Use cases and auditing content

Before you can start creating or structuring content for your website, you must identify what content is needed.

Use cases

Your website’s use cases are a list of reasons your different audiences might visit your website. By identifying what information they are looking for, you can better create content to meet their needs.

What are use cases?

Your target audiences will land on your webpages seeking certain information. They might have searched for this information via a search engine, clicked through from an email or been signposted by a member of staff. The information they are hoping to find is what we mean by a ‘use case’.

Imagine you were putting together a new website about how to finance an undergraduate degree at Queen Mary. Thinking about the audience you hope to target, what use cases will you need to cater to? It’s useful to write these out in the format of “I want to…”. For example -

  • I want to learn what financial support is available for me at Queen Mary.
  • I want to know who’s eligible for what financial support.
  • I want to know if there are scholarships.

Just like in identifying your audiences, it’s important to be as specific and granular as possible.

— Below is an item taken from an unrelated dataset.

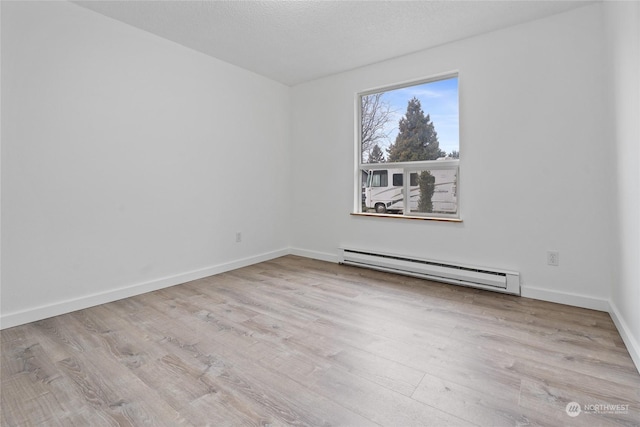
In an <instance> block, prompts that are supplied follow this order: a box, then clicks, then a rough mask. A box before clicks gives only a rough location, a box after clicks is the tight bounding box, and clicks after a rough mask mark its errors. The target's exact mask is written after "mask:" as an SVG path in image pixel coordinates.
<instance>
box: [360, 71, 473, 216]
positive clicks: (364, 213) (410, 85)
mask: <svg viewBox="0 0 640 427" xmlns="http://www.w3.org/2000/svg"><path fill="white" fill-rule="evenodd" d="M454 77H457V78H458V79H459V77H460V73H459V71H457V70H456V71H451V72H447V73H443V74H438V75H435V76H432V77H429V78H426V79H419V80H412V81H409V82H404V83H398V84H395V85H390V86H383V87H379V88H375V89H369V90H366V91H363V92H359V93H357V94H356V97H355V110H356V114H355V117H356V118H357V120H356V123H355V127H356V129H355V135H356V141H355V159H356V162H355V163H356V164H355V168H354V172H355V176H354V183H355V189H354V190H355V191H354V205H353V212H354V214H355V215H367V216H379V217H399V218H403V217H404V218H417V219H434V220H445V221H454V222H456V221H457V222H460V221H462V220H461V216H460V159H449V158H447V159H438V160H423V161H417V162H395V163H362V143H361V137H362V136H361V131H362V129H361V123H362V109H361V105H362V104H361V103H362V97H363V96H368V95H373V94H376V93H380V92H386V91H392V90H396V89H402V88H405V87H411V86H418V85H421V84H425V83H431V82H436V81H440V80H446V79H450V78H454ZM459 105H460V89H459V88H458V106H459ZM460 145H461V144H460V142H459V145H458V152H460V151H461V150H460V148H461V147H460ZM384 169H402V170H403V192H404V194H405V195H406V194H410V190H409V187H410V174H411V173H412V172H416V171H422V170H425V169H428V170H442V169H455V171H456V205H457V209H456V213H455V214H443V213H421V212H415V211H414V212H411V211H410V206H409V203H410V197H403V209H402V213H401V214H390V213H384V214H380V213H373V212H363V211H362V204H363V200H362V197H363V193H362V190H363V188H364V184H363V182H362V172H363V171H369V170H384ZM392 179H393V178H392V176H389V177H388V181H389V182H392Z"/></svg>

It’s worth noting each of the audiences you have identified will have slightly different use cases. They are different sorts of people, so their questions and needs will be different. 

Activity steps

  1. Ask members of your team to list as many use cases as they can think of for each of your website’s target audiences. People might like time to think about this, so rather than confine the entire activity to a single meeting, we would suggest you give people a few days to action this.
  2. Once everybody has had a chance to list their use cases, meet to discuss what people have noted. It is a good idea to prioritise the use cases within each target audience, and then use these priorities when it comes to creating content and thinking about the order in which content is displayed on your webpages.

Activity goal

You will have a document outlining all use cases for each of your target audiences. You can reference this when auditing and creating content for your website. 

Auditing content

Carrying out a content audit will show you what content already exists, and in doing so, what content needs to be created from scratch. 

Activity steps

  1. List out your use cases in a spreadsheet everybody can access, and then note next to each use case -
    • whether content answering that use case already exists
    • content owners/subject experts
  2. You will be able to use this spreadsheet to determine what content needs to be created. It will also be a great resource when you come to think about website structure, as it will list all of the information you need to include.

Content audit template [XLS 10KB]

Activity goal

You will know what content exists already, where it exists, and who within your team owns it.